Interesting. My hunch is that this is a mistake. The review thread for this changeset is here and it references an earlier thread that is continued here. The initial message in that earlier thread points to a prototype of HashMap.java in Doug Lea's CVS repository. I don't know where this came from. It doesn't seem to match anything in the OpenJDK history.

... In any case, it might have been some old snapshot; the for-loop was in the clear() method for many years. The Arrays.fill() call was introduced by this changeset, so it was in the tree only for a few months. Note also that the power-of-two computation based on Integer.highestOneBit() introduced by this changeset also disappeared at the same time, though this was noted but dismissed during the review. Hmmm.

Indeed the `HashMap.clear()` contained the loop many years, was replaced with `Arrays.fill` on Apr 10th, 2013 and stayed less one half-a-year until Sept 4th when the discussed commit was introduced. The discussed commit was actually a major rewrite of the `HashMap` internals to fix JDK-8023463 issue. It was a long story about possibility to poison the `HashMap` with keys having duplicating hashcodes reducing `HashMap` search speed to linear making it vulnerable to DoS-attacks. The attempts to solve this were performed in JDK-7 including some randomization of String hashCode. So seems that the `HashMap` implementation was forked from the earlier commit, developed independently, then merged into the master branch overwriting several changes introduced in-between.
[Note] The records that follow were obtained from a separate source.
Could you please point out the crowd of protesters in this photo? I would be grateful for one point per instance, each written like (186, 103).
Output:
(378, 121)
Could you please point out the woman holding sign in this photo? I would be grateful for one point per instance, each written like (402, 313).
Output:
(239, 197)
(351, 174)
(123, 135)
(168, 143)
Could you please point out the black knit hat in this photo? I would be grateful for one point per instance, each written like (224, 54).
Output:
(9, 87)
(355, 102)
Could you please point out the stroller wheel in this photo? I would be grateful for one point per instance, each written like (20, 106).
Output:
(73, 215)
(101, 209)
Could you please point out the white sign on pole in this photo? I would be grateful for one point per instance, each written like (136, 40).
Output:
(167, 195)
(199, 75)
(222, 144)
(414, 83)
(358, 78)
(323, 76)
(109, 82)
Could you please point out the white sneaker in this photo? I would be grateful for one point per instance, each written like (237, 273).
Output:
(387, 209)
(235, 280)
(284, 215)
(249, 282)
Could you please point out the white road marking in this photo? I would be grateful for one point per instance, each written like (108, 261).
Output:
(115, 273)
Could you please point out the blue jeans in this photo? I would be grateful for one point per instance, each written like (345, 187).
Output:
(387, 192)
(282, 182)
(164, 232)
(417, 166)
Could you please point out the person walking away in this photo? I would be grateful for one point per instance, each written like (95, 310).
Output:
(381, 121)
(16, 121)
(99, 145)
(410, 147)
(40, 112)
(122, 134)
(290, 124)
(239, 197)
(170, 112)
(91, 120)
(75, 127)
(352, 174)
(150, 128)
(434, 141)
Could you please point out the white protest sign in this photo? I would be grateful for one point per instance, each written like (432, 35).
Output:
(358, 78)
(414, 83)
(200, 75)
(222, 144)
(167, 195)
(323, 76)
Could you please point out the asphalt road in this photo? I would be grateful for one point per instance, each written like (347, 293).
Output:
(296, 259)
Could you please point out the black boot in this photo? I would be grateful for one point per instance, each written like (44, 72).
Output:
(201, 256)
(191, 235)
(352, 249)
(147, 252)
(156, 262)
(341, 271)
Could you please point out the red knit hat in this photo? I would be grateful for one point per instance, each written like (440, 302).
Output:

We may support this hypothesis performing a diff. Take the version where `Arrays.fill` was removed (2013-09-04) and compare it with previous version (2013-07-30). The `diff -U0` output has 4341 lines. Now let's diff against the version prior to one when `Arrays.fill` was added (2013-04-01). Now `diff -U0` contains only 2680 lines. Thus the newer version actually more similar to the older than to immediate parent.

Conclusion

So to conclude I would agree with Stuart Marks. There were no concrete reason to remove `Arrays.fill`, it's just because the in-between change was overwritten by mistake. Using `Arrays.fill` is perfectly fine both in JDK code and in user applications and used, for example, in `WeakHashMap`. The `Arrays` class is loaded anyways pretty early during the JDK initialization, has very simple static initializer and `Arrays.fill` method can be easily inlined even by client compiler, so no performance drawback should be noted.